3.    Manfaat mempelajari perkembangan emosi anak
Emosi memegang peranan penting dalam kehidupan dan kebahagiaan anak. Dengan mempelajari emosi peserta didik, guru dapat terbantu dalam membimbing anak melakukan penyesuaian pribadi dan sosial. Tidak selalu mudah mempelajari emosi anak. Informasi aspek emosi bersifat subjektif, yang diperoleh melalui introspeksi, sementara anak belum dapat melakukan introspeksi dengan baik. Oleh karena itu, untuk mempelajari emosi anak biasanya dilakukan melalu pengamatan terhadap ekspresi yang jelas tampak, terutama ekspresi wajah dan tindakan yang berkaitan dengan berbagai emosi.
Manfaat ataupun kerugian bagi peyesuaian pribadi dan sosial dapat bersifat fisik dan/atau psikis sebagi berikut (Hurlock, 1990).
a.    Emosi menambah rasa nikmat bagi pengalaman sehari-hari. Bahkan emosi, seperti kemarahan dan ketakutan, juga menambah rasa nikmat bagi kehidupan dengan memberikan suatu kegembiraan. Kenikmatan tersebut terutama ditimbulkan oleh akibatnya yang menyenangkan.

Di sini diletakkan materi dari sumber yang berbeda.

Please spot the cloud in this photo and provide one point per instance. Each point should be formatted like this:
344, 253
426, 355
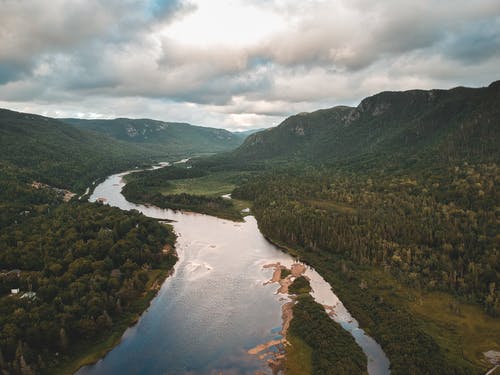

b.    Emosi menyiapkan tubuh untuk melakukan tindakan. Emosi yang semakin kuat akan semakin menggoncangkan keseimbangan tubuh untuk persiapan bertindak. Jika persiapan ini ternyata tidak berguna, maka anak akan gelisah dan tidak tenang.
c.    Ketegangan emosi dapat mengganggu keterampilan motorik. Persiapan tubuh untuk bertindak ternyata menimbulkan gangguan pada keterampilan motorik sehingga anak menjadi canggung dan dapat menyebabkan timbulnya gangguan bicara, seperti bicara tidak jelas dan gagap.
d.    Emosi merupakan suatu bentuk komunikasi, yang dilakukan melalui perubahan mimik wajah dan fisik yang menyertai emosi. Anak dapat mengkomunikasikan perasaan mereka kepada orang lain dan mengenal berbagai jenis perasaan orang lain.
e.    Emosi dapat mengganggu aktivitas mental. Aktivitas mental seperti konsentrasi mengingat dan penalaran, sangat mudah dpengaruhi oleh emosi yang kuat. Anak menghasilkan prestasi di bawah kemampuan intelektualnya apabila emosinya terganggu.
f.    Emosi merupakan sumber penilaian diri dan sosial. Orang dewasa menilai anak dari cara anak mengekspresikan emosi, dan emosi yang dominan/harapan sosial. Cara orang dewasa menilai ekpresi emosi anak akan menjadi dasar bagi anak dalam menyesuaikan dirinya.
g.    Emosi mewarnai anak memandang kehidupan. Peran dan posisi anak dalam kelompok sosialnya dipengaruhi oleh emosi yang ada pada anak, seperti malu, takut, agresif, ingin tahu, dan bahagia.
h.    Emosi, baik yang menyenangkan maupun yang tidak menyenangkan, mempengaruhi interaksi sosial. Melalui emosi, anak belajar mengubah perilakunya agar dapat menyesuaikan diiri dengan tuntutan dan harapan sosial.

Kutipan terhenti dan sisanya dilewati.